IR however considers that the phrase ‘gives rise to’ should be interpreted broadly, thereby meaning ‘indirectly or directly gives rise to’ and consequently considers that a TDR does give rise to an interest in land, to which the CZR rules should apply.
The QWBA then progresses through an analysis of the other three items, with findings that:
- The sale of standing timber which is a profit à prendre (the right to take something off another person’s land, or to take something out of the soil) is an interest in land under the common law, therefore subject to CZR;
- Application of the CZR rules to the sale of a purchaser’s interest in a sale and purchase agreement for land, is dependent on whether the sale and purchase agreement is binding or non-binding. Note that most conditional agreements (e.g. subject to finance) are still binding as opposed to say an agreement where a due diligence process must be completed first before the purchasers will bind themselves to a contract with the vendor, which would be a non-binding agreement. The former is subject to CZR, where the latter is not.

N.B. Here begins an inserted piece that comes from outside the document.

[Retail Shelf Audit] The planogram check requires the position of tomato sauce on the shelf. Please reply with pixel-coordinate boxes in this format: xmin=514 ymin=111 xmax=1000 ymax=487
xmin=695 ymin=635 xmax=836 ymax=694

- The grant of a license to use land does not create any interest in the land or proprietary right that is binding on the licensor, and consequently a supply of this nature will not be subject to CZR.
The deadline for comment on the draft QWBA is 3rd November 2020, its reference being PUB00381.
GST on LHFAP payments received by body corporates
IR has issued a Commissioner’s Statement CS 20/05, with respect to the GST treatment of payments received by a GST registered body corporate from the Ministry of Business, Innovation and Employment (MBIE) under the Leaky Homes Financial Assistance Package (FAP).
Under the FAP scheme, MBIE makes payments to eligible claimants as a contribution towards the repair of their leaky property.
It is considered that a payment under the FAP scheme from MBIE to a body corporate is not a payment in respect of any actual supply of goods and services made by the body corporate in return for that payment. However, these payments are in the nature of a grant or subsidy from the Crown under section 5(6D) of the Act, and therefore are deemed to be in response to a supply from the body corporate.
Consequently, a GST registered body corporate which receives such payments is therefore obliged to include the GST component in its GST return and to pay for any net GST output tax.